ECLI:NL:CRVB:2004:AO1706
Centrale Raad van Beroep
- Hoger beroep
- R.C. Schoemaker
- G. van der Wiel
- R.C. Stam
- Rechtspraak.nl
Verschoonbare termijnoverschrijding bezwaarschrift en bewijslastverdeling bij betalingen aan niet met name genoemde personen
In deze zaak, behandeld door de Centrale Raad van Beroep, gaat het om een hoger beroep van de Raad van bestuur van het Uitvoeringsinstituut werknemersverzekeringen (Uwv) tegen een uitspraak van de rechtbank Rotterdam. De zaak betreft de ongegrondverklaring van bezwaren van gedaagde tegen besluiten van het Uwv over correctienota's en boetenota's met betrekking tot premieplichtige loonbetalingen.
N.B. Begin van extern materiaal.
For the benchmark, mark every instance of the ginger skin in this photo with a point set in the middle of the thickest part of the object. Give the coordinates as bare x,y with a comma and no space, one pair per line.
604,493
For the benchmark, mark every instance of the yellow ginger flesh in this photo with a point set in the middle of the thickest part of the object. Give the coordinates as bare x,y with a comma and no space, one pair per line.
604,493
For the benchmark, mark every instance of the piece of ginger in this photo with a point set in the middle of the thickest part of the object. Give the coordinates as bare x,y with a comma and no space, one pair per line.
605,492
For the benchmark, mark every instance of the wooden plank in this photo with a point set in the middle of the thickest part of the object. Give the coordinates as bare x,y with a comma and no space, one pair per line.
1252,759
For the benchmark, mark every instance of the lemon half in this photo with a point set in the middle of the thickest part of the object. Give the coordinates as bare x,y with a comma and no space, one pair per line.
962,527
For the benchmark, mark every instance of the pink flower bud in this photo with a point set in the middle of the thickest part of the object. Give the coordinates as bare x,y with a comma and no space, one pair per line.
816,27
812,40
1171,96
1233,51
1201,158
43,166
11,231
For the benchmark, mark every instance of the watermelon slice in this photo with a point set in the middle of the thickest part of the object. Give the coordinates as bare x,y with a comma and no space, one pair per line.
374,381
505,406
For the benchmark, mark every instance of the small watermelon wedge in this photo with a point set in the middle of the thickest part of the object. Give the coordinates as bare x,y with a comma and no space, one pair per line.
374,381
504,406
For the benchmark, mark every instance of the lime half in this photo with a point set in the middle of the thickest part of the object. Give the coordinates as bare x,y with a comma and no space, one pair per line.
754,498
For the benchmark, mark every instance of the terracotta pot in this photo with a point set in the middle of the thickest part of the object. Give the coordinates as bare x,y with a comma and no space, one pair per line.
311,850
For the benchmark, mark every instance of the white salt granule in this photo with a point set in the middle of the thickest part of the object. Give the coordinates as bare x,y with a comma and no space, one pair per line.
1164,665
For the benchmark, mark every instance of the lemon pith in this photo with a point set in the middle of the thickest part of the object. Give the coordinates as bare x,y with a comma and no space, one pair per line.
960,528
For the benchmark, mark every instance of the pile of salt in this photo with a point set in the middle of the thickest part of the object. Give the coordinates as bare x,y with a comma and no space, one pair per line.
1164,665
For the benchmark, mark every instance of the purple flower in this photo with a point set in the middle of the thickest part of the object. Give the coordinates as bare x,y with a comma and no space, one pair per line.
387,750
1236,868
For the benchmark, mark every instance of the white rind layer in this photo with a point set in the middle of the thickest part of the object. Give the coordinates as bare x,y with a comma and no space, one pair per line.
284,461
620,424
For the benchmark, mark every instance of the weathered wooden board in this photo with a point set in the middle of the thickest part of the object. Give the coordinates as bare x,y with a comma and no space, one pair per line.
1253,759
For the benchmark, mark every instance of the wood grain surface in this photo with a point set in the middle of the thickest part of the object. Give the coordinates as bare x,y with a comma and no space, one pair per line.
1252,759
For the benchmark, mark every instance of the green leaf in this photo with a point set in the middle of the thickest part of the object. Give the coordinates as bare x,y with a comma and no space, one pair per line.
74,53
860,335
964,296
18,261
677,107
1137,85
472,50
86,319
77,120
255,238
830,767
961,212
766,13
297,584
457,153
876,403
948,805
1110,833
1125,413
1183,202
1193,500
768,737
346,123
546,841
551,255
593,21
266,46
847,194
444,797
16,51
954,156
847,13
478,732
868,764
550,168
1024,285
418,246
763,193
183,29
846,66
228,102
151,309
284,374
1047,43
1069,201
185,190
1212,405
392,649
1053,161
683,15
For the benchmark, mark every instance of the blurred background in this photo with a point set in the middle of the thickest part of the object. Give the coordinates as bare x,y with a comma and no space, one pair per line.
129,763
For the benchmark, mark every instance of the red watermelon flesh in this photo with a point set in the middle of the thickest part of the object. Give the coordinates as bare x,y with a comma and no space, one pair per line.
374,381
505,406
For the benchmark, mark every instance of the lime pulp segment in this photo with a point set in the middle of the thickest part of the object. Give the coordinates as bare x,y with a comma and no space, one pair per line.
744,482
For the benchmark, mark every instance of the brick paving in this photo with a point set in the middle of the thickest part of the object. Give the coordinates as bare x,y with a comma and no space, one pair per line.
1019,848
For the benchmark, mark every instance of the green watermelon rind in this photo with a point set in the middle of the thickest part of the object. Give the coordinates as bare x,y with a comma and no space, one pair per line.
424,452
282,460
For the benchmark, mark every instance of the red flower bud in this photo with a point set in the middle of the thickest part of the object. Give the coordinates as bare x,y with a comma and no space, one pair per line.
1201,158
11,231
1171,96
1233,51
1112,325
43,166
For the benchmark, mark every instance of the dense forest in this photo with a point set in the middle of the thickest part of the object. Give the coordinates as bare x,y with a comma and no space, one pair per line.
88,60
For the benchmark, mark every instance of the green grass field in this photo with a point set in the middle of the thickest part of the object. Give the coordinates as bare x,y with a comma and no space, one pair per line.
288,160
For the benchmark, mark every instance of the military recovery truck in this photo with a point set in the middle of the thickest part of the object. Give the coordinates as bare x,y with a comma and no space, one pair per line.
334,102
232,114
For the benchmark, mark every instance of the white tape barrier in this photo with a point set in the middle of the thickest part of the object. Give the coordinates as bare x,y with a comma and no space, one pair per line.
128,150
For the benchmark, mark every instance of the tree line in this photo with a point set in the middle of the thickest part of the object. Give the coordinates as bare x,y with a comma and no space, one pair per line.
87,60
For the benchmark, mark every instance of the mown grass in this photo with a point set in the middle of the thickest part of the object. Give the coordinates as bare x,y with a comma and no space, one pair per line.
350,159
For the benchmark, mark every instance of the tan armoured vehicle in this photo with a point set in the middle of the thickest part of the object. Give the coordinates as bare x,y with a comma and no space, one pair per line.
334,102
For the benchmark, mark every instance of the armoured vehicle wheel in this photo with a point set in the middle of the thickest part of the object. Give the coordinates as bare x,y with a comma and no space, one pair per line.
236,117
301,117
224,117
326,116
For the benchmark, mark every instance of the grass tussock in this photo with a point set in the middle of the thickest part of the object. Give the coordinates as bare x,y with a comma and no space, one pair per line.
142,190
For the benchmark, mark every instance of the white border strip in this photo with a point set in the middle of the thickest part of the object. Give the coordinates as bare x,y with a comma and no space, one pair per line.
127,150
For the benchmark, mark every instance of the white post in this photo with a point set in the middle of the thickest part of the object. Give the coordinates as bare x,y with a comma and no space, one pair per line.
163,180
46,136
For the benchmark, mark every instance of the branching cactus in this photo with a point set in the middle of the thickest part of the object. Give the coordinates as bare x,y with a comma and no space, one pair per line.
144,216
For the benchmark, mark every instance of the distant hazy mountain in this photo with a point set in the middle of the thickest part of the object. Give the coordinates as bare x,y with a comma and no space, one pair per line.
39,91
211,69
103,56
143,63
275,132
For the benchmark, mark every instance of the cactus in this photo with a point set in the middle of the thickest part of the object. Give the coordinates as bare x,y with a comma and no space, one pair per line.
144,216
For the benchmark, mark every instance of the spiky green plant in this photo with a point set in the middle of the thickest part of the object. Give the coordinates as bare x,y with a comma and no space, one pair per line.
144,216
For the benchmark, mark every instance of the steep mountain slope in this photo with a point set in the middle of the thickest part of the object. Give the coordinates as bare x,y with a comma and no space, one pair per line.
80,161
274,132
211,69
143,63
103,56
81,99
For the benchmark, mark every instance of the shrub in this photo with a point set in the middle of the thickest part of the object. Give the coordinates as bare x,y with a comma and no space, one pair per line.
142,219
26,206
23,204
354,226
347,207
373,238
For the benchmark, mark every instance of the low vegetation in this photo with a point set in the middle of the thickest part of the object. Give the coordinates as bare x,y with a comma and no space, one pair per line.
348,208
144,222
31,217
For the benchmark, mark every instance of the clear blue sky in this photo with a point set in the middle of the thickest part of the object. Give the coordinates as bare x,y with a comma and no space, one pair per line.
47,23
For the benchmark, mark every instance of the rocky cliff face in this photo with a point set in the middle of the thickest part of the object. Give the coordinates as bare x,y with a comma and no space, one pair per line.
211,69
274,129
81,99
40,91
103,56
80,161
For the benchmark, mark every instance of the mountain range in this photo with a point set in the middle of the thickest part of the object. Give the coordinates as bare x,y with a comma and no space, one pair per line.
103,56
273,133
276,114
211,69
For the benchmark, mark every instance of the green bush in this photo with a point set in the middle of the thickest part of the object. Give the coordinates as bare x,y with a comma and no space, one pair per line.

De rechtbank had het beroep van gedaagde gegrond verklaard en het bestreden besluit vernietigd. Het Uwv is in hoger beroep gegaan, waarbij gedaagde werd vertegenwoordigd door J.J. Tabak van De Fiscount Adviesgroep.
De Raad constateert dat de bezwaren van gedaagde te laat zijn ingediend, maar oordeelt dat deze termijnoverschrijding verschoonbaar is. Dit is gebaseerd op een eerdere mededeling van het Uwv over een nieuwe bezwaartermijn. De Raad behandelt vervolgens de inhoudelijke aspecten van de zaak, waarbij de bewijslastverdeling bij betalingen aan niet met name genoemde personen centraal staat. De Raad oordeelt dat het Uwv zich niet in redelijkheid op het standpunt heeft kunnen stellen dat er sprake was van premieplichtige loonbetalingen, zowel voor de handgelden als voor de bedrijfsinventaris.
De Raad bevestigt de uitspraak van de rechtbank, veroordeelt het Uwv in de proceskosten van gedaagde en legt een griffierecht op. De uitspraak benadrukt de noodzaak voor het Uwv om de bewijslast correct te verdelen en de voorwaarden waaronder premieplichtige loonbetalingen kunnen worden vastgesteld.